An absence of information and the small variety of births in freestanding centers or homes prevents researchers from fully understanding the connection between birth settings and maternal deaths or severe injuries and complications, based on a 2020 report from the National Academies of Sciences, Engineering, and Medicine.
The Farm said fewer than 2% of clients find yourself having C-sections, and a report on deliveries in its first 40 years showed 5% of clients were transported to the hospital — which Fitch said can occur due to things like water breaking early or exhaustion during labor. Clients often give birth at The Farm or in their very own homes.
“We all the time have a backup plan,” she said, “because we all know birth is unpredictable and things can come up.”
Rural hospitals will must be a part of the equation, doctors told the AP, they usually consider governments must do more to unravel the maternal care crisis.
Oregon politicians mobilized when the Baker City hospital announced in June that it was shutting down its birth center — including Oregon Gov. Tina Kotek, US Sen. Ron Wyden and Baker County Commissioner Shane Alderson, Alisha’s husband.

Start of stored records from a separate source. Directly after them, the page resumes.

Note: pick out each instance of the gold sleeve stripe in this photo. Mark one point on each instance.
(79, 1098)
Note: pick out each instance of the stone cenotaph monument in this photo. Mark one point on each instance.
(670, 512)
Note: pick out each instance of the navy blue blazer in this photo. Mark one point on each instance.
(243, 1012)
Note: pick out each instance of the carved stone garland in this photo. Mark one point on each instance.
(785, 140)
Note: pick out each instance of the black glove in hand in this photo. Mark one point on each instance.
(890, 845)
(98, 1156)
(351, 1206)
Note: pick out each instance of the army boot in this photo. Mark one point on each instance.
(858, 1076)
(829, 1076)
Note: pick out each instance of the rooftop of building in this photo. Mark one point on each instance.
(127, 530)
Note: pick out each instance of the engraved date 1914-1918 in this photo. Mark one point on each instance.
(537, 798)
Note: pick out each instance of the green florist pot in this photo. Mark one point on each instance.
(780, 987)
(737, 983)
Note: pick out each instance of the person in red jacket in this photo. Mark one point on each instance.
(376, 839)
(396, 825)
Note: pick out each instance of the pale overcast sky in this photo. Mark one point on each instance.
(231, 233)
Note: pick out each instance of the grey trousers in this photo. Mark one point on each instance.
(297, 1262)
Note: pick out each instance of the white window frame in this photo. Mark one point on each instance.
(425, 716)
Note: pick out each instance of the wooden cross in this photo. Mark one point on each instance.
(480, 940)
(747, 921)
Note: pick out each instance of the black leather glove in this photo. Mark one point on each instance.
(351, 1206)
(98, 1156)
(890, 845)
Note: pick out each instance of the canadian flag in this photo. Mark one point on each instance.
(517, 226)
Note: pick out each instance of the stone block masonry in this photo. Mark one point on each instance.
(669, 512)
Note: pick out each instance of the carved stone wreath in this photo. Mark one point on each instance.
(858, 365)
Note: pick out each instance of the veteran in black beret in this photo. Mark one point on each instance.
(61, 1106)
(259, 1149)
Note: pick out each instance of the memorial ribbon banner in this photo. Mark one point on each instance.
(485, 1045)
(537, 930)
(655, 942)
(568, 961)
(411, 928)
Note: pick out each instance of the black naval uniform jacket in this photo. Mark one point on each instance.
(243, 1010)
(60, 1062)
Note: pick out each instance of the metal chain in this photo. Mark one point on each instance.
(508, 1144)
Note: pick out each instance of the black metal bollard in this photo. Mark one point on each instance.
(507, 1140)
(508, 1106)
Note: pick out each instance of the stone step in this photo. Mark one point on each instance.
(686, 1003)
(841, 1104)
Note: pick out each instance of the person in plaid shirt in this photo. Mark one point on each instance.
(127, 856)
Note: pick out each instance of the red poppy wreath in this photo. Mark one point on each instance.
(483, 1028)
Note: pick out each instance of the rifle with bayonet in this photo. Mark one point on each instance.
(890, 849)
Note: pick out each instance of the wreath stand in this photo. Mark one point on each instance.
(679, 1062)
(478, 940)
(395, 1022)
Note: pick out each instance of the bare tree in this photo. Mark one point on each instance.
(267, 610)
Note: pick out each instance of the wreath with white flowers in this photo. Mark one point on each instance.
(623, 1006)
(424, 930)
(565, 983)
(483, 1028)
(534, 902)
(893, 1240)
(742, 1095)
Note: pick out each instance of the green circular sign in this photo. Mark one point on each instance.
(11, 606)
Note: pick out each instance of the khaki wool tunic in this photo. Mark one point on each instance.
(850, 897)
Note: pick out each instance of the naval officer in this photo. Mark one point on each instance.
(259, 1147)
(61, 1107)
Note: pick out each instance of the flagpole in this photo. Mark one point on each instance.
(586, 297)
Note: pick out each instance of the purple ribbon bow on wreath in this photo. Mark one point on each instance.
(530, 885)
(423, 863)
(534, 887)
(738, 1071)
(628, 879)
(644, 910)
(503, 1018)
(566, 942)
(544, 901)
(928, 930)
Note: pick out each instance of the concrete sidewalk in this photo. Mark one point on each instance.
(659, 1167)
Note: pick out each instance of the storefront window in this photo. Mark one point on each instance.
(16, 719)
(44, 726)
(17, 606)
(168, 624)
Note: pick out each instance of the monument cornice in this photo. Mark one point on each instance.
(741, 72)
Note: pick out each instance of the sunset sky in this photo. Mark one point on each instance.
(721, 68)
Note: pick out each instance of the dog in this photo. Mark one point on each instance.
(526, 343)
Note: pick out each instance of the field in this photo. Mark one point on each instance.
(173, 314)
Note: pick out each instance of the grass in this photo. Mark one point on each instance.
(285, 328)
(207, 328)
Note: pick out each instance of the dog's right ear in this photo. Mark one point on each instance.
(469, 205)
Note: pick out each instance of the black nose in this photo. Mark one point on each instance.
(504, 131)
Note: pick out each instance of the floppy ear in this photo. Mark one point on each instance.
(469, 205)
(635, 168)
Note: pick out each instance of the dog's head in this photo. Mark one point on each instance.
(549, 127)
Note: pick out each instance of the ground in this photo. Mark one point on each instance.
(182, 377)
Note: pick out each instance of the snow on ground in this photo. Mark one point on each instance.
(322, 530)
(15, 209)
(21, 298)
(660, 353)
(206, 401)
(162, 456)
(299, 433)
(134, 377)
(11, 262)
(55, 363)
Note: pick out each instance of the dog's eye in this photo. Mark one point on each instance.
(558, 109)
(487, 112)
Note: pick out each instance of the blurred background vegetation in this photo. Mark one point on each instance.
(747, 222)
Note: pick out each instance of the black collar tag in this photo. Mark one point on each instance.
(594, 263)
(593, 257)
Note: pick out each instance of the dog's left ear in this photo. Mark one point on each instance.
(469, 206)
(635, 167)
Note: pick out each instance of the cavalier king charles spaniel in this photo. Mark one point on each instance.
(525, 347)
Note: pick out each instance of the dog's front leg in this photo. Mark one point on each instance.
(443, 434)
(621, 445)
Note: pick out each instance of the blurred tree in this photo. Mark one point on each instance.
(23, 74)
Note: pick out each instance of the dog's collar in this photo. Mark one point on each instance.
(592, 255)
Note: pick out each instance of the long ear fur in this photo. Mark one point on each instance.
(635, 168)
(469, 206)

As a brief fix, they suggested using OB nurses from the US Public Health Service Commissioned Corps, a branch of the country’s uniformed services that largely responds to natural disasters and disease outbreaks.
It was a novel and “modern” idea to request federal nurses to spice up staffing at a rural maternity unit, Wyden’s office said.
While it didn’t find yourself panning out, the general public health service sent experts to Baker City to evaluate the situation and recommend solutions — including looking into establishing a freestanding birth center.
Shane Alderson desires to help people who find themselves facing the identical tough decisions his family needed to make.
He said rural communities shouldn’t be stripped of health care options due to their smaller size or due to the variety of low-income individuals with public insurance.
“That’s not equitable,” he said. “People can’t survive like that.”